Badges are artifacts awarded for the completion of a set of activities, such as the accomplishment of a series of prespecified or negotiated set of performance tasks at stated levels of competency. Badges symbolize achievements of disparate or integrated performance. Because the tasks they relate to may have many steps or vary substantially, a badge may represent a summary indicator of success. Badges can also reflect different levels of competency. This entry focuses on the range of badges used to credit performance and signify accomplishments of various types in multiple settings such as educational, leisure, and workforce settings. The topic has current relevance to technology as many badges are awarded through use of technology-based systems and badge topics may involve technology competencies. A developing trend is the use of technology-accessed repositories for badges to help awardees keep track of accomplishments and to make available to others evidence of achievement, motivation, and future capabilities. Formal assessments will likely become more technology embedded and increasingly focused on wide-ranging acquisition of new knowledge and the applications of domain knowledge and skills to authentic tasks and requirements. These changes will support the development of profiles of levels of proficiency. With adequate validity studies, badges, as signals of quality performance, may serve to consolidate particular profiles and grow to be a plausible substitute for test scores.

History

Badges have a number of sources including nonschool settings, for instance, the military and paramilitary organizations, such as the Boy Scouts of America. In the military, badges (or ribbons, insignia, and medals) are often worn to denote participation in particular types of actions; specialization; special skills, such as parachuting courses completion; or levels of proficiency, for example, marksmanship expertise.
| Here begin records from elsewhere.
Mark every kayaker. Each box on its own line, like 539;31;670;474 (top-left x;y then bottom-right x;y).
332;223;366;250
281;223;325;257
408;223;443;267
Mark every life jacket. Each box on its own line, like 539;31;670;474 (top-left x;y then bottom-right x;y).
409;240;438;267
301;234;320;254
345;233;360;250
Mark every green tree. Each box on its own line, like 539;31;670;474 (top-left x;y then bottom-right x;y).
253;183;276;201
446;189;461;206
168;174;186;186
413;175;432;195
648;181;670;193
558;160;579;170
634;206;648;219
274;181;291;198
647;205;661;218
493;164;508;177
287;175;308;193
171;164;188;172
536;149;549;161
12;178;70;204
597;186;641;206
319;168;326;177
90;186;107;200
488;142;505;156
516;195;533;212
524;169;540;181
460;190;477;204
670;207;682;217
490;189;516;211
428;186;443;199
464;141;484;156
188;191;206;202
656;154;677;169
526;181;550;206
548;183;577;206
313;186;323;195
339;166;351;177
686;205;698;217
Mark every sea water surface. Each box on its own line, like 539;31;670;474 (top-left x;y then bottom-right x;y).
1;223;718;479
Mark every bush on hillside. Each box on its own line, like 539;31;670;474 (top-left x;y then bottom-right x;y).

In the scouting movement, the Boys Scouts began manufacturing and awarding merit badges in 1911, with the clear notion that badges were earned by completing particular arrays of requirements. There are currently more than 130 badges available for scouts to earn. For example, in the United States in 2012 the top ten badges earned in the Boy Scouts were First Aid, Swimming, Environmental Science, Citizenship in the World, Citizenship in the Nation, Camping, Communications, Citizenship in the Community, Personal Fitness, and Family Life. A total of 2,175,878 badges were earned in a recent year. In the United States, at a recent overall count, there were a total 115,177,687 Scout badges awarded for performance. These numbers suggest the badge idea is scalable, including the evaluation requirement to certify achievement.

Merit badges include specific performance tasks or benchmarks. Some badges are very specific. For example, the Swimming badge is based on distance, swimming strokes, and time requirements. Other badges offer great latitude or choice for the candidate, such as the Collections badge. To earn this badge, a scout may choose what to collect, but there are specific requirements intended to assist in organization, background knowledge, and presentation to an audience or for review. In all merit badge examples, there is an intended counseling process. To become an Eagle Scout, the highest Boy Scout status, certain badges are required, such as First Aid and Camping, although there are many popular badges that do not count toward Eagle Scout status (e.g., Canoeing or Fingerprinting). Girl Scouts have similar merit programs, subdivided by legacy topics and current world skills. What is notable in both these and other youth organization badging systems is that standards or expectations are clear, adult supervision is required, participants have choices, and higher status has specialized requirements.